(Reuters) Iraqi forces on Tuesday pushed towards the river side of Mosul’s Old City, their key target in the eight-month campaign to capture ISIS de-facto capital, and Iraq’s prime minister predicted victory very soon.
Iraqi forces, battling up to 350 militants dug in among civilians in the Old City, said federal police had dislodged IS insurgents from the Ziwani mosque and were only a few days away from ousting militants completely from the Old City.
“The victory announcement will come in a very short time,” Prime Minister Haider al-Abadi said on his website on Monday evening.
“The operation is continuing to free the remaining parts of the Old City,” Lieutenant General Abdul-Wahab al-Saadi of the Counter Terrorism Service (CTS) told a Reuters correspondent near the frontline in the heart of the Old City.
Iraqi forces had about 600 meters (2,000 ft) left to cover before they reach Cornishe Street alongside the western bank of the Tigris, Federal Police commander Lieutenant General Raed Shaker Jawdat told Iraqi State TV.
“In a few days our forces will reach Cornishe Street and bring the battle to its conclusion,” said Jawdat, adding that federal police had forced militants out of Ziwani mosque in the Old City’s southwestern corner.
The fall of Mosul would mark the end of the Iraqi half of the “caliphate” proclaimed by ISIS though the militant group remains in control of large areas of both Iraq and Syria.
Federal Police and elite CTS units in Mosul are attacking IS fighters in the Old City’s maze of narrow alleyways, together with the army and the interior ministry’s Emergency Response Division (ERD).
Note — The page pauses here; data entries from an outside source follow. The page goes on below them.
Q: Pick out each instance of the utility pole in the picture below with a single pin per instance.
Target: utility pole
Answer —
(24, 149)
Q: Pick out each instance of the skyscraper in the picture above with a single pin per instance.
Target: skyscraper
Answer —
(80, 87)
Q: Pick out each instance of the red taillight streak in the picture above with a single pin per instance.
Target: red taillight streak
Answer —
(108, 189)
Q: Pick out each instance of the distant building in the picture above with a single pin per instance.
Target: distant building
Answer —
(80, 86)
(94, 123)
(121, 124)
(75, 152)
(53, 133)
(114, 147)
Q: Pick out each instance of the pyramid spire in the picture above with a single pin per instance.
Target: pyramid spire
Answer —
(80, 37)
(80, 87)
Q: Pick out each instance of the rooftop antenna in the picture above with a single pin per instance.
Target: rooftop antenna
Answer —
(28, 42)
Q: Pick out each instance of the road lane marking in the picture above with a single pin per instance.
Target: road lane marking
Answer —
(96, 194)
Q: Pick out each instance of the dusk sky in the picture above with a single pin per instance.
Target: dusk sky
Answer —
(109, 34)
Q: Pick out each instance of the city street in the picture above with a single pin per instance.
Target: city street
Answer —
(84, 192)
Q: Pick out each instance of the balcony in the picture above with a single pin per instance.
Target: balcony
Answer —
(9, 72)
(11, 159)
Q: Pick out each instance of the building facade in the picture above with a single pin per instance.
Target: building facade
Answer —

Up to 350 militants are estimated by the Iraqi military to be dug in there among civilians in wrecked houses and crumbling infrastructure.
They were making extensive use of booby traps, suicide bombers and sniper fire to slow the advance of Iraqi forces from the west, the north and the south.
Those residents who have escaped say many of the civilians trapped behind ISIS lines — put at 50,000 by the Iraqi military – have little food, water or medicines.
A U.S.-led international coalition is providing air and ground support in the eight-month-old offensive.